Rules of the house: try not to close any doors, keep lights on at all times, don’t try to leave the house at night, never get separated and/or try to do everything together. It goes wothout saying, they all fail at one or all of these commands at one time or another. Hill House starts to show its personality when it first drops the tempature. The colder the room, the closer the threat. Then it tries to get the group to break up by masterfully turning them against one another. Eleanor is the obvious weakest link. She feel empty before even coming to Hill House. The death of her mother weighs on her and guilt threatens to strangle her at every quiet moment. Guess who falls prey to the house?

As an aside, my father-in-law was not a fan of neither the book nor the movie. I’m not sure why. Since it’s October, I watched both versions of the remake. I can’t tell you which one I liked better. The 1963 version was more true to the novel, but the 1999 version was scarier (people actually die in the latter version).

Author fact: Jackson died in North Bennington, Vermont. Just up the road from me.

Book trivia: The Haunting of Hill House was a finalist for the National Book Award in 1959. It was also made into a kooky little movie in 1963.

Nancy said: Pearl had lots to say about The Haunting of Hill House.

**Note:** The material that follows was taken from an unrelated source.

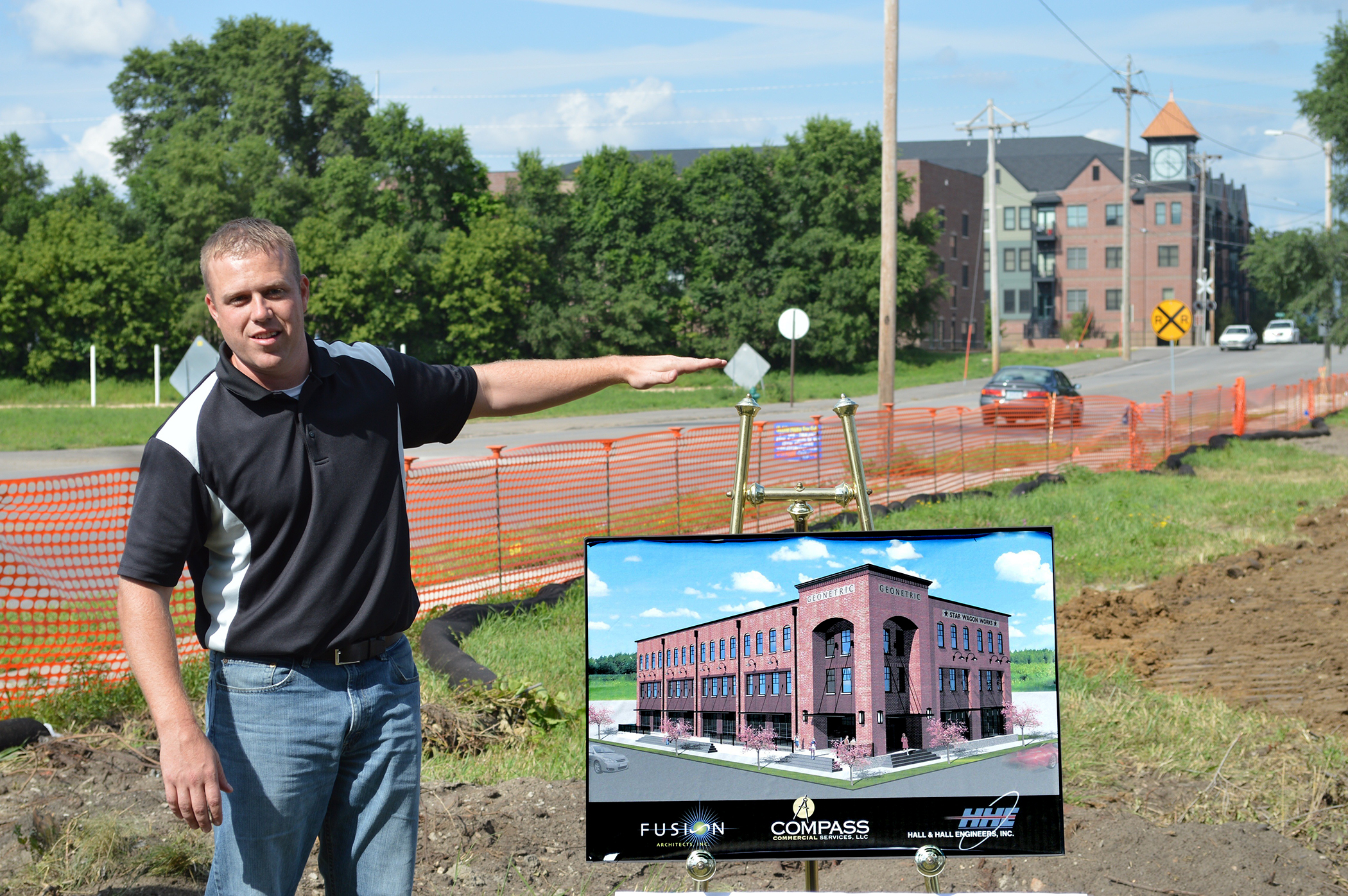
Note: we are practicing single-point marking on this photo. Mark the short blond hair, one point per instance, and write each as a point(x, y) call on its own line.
point(241, 237)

She said it cemented Jackson’s reputation (despite two bad movies). She called it a classic that has been “scaring people” since it was first written. She also said it was a “superb” example of the range horror fiction.

BookLust Twist: from Book Lust twice, once in the chapter called “Ghost Stories” (p 100) and again, in the chapter called “Science Fiction, Fantasy, and Horror” (p 217). A little redundant.

Lottery

Jackson, Shirley. The Lottery. Amereon Limited, 1976.

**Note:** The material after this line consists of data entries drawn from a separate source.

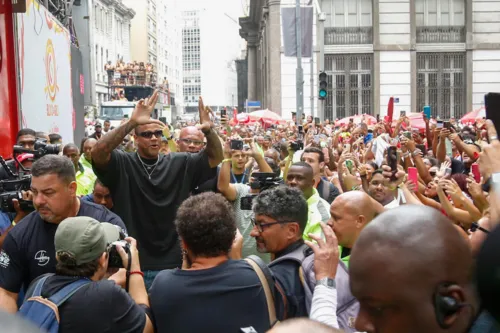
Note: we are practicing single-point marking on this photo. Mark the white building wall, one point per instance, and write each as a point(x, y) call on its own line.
point(395, 81)
point(394, 22)
point(486, 75)
point(486, 21)
point(111, 32)
point(288, 76)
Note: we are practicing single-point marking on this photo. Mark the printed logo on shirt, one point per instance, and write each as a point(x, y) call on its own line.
point(4, 259)
point(41, 257)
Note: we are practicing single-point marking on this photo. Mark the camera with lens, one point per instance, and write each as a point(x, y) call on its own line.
point(115, 261)
point(12, 187)
point(297, 145)
point(261, 181)
point(40, 149)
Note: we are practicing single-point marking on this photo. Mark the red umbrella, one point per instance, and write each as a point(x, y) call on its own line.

I don’t think I have to explain the plot to anyone. In one sentence: it is the short story of a community that annually choses someone to stone to death. I had so many questions as a teenager reading The Lottery in high school. Who was the third person narrator and why do they never express emotion or share the thoughts and feelings of other characters? It’s as if the scene they describe is too horrible for humanity and they purposely keep their distance by staying out of the other characters’ heads. As a result, the dialogue has to be heavy and masterful enough to carry the action. Otherwise, no one would understand what is truly going on. The other questions I had: Who was Mr. Summers and why does he get to conduct the lottery? Who came up with the black box in the first place? If everyone avoids the black box and keeps their distance from it, why have it around at all? No one wanted to help Mr. Summers even move it. Did this community continue using the box just because of tradition? Lastly, how does Jackson as a young mother come up with something like this?

Reason read: Shirley Jackson was born in December. Read in her honor.

Author fact: Jackson is bets known for her horror.

Book trivia: The Lottery first appeared in “The New Yorker in 1948. It was awarded the O Henry Award in 1963.

Nancy said: Pearl described The Lottery as “endlessly anthologized.”

BookLust Twist: from Book Lust in the chapter called “Ghost Stories” (p 100).